José Basterra

Personal information
- Full name: José Maria Basterra Ochoa
- Born: 3 January 1997 (age 29) Getxo, Spain
- Height: 1.85 m (6 ft 1 in)

Sport
- Sport: Field hockey
- Position: Forward
- Club: Léopold

Youth career
- Team
- –: Jolaseta

Senior career
- Years: Team / Caps / Goals
- 2012–2015: Jolaseta / - / -
- 2015–2017: Complutense / - / -
- 2017–2024: Club de Campo / - / -
- 2024–present: Léopold / - / -

National team
- Years: Team / Caps / Goals
- 2017: Spain U21 / 4 / (1)
- 2021–present: Spain / 81 / (33)

Medal record
World Cup
| Silver medal – second place | 2026 Wavre/Amstelveen |  |
EuroHockey Championships
| Bronze medal – third place | 2025 Mönchengladbach |  |

= José Basterra =

Spanish field hockey player (born 1997)

José María Basterra Ochoa (born 3 January 1997) is a Spanish field hockey player who plays as a forward for Belgian Hockey League club Léopold and the Spanish national team. He has participated in the Tokyo and Paris Olympic Games (2020 and 2024).

==Club career==
Basterra started playing hockey at age six at Jolaseta in Getxo. He made his debut for the first senior team in 2012 when he was just fifteen years old. From 2015 to 2017 he played for Complutense in Madrid.
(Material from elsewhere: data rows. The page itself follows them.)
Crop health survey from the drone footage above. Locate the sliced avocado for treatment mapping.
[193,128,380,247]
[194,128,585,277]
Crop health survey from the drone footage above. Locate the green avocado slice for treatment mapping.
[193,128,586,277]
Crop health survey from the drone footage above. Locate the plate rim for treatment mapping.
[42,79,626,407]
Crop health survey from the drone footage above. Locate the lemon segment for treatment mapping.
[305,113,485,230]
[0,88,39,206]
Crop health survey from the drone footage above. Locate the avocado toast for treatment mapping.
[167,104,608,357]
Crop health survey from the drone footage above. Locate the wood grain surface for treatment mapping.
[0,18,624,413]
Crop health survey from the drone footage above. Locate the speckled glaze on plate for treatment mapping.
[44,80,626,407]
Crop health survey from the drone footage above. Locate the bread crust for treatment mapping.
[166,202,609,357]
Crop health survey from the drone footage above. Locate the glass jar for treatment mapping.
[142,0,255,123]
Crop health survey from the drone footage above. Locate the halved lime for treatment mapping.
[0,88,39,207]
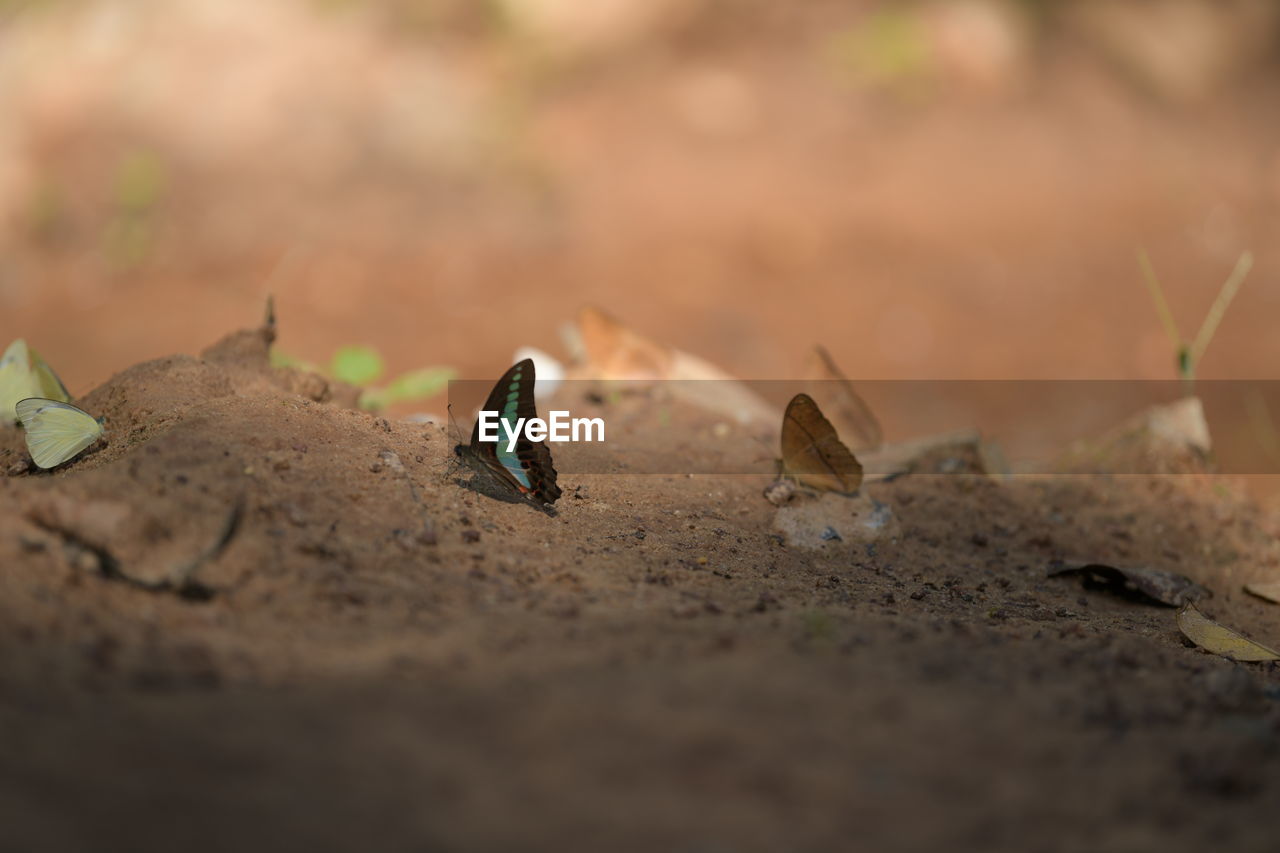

In 2017 after the 2017 Men's EuroHockey Junior Championship, he signed for the other Madrid club Club de Campo. He was named the best player of the División de Honor in the 2020–21 season as Club de Campo won their first ever Spanish national title. After the 2024 Summer Olympics he moved to Belgium to play for Léopold.

==International career==
Basterra made his debut for the senior national team in February 2021 in a FIH Pro League match against Belgium. On 25 May 2021, he was selected in the squad for the 2021 EuroHockey Championship, his first senior tournament. He competed in the 2020 Summer Olympics.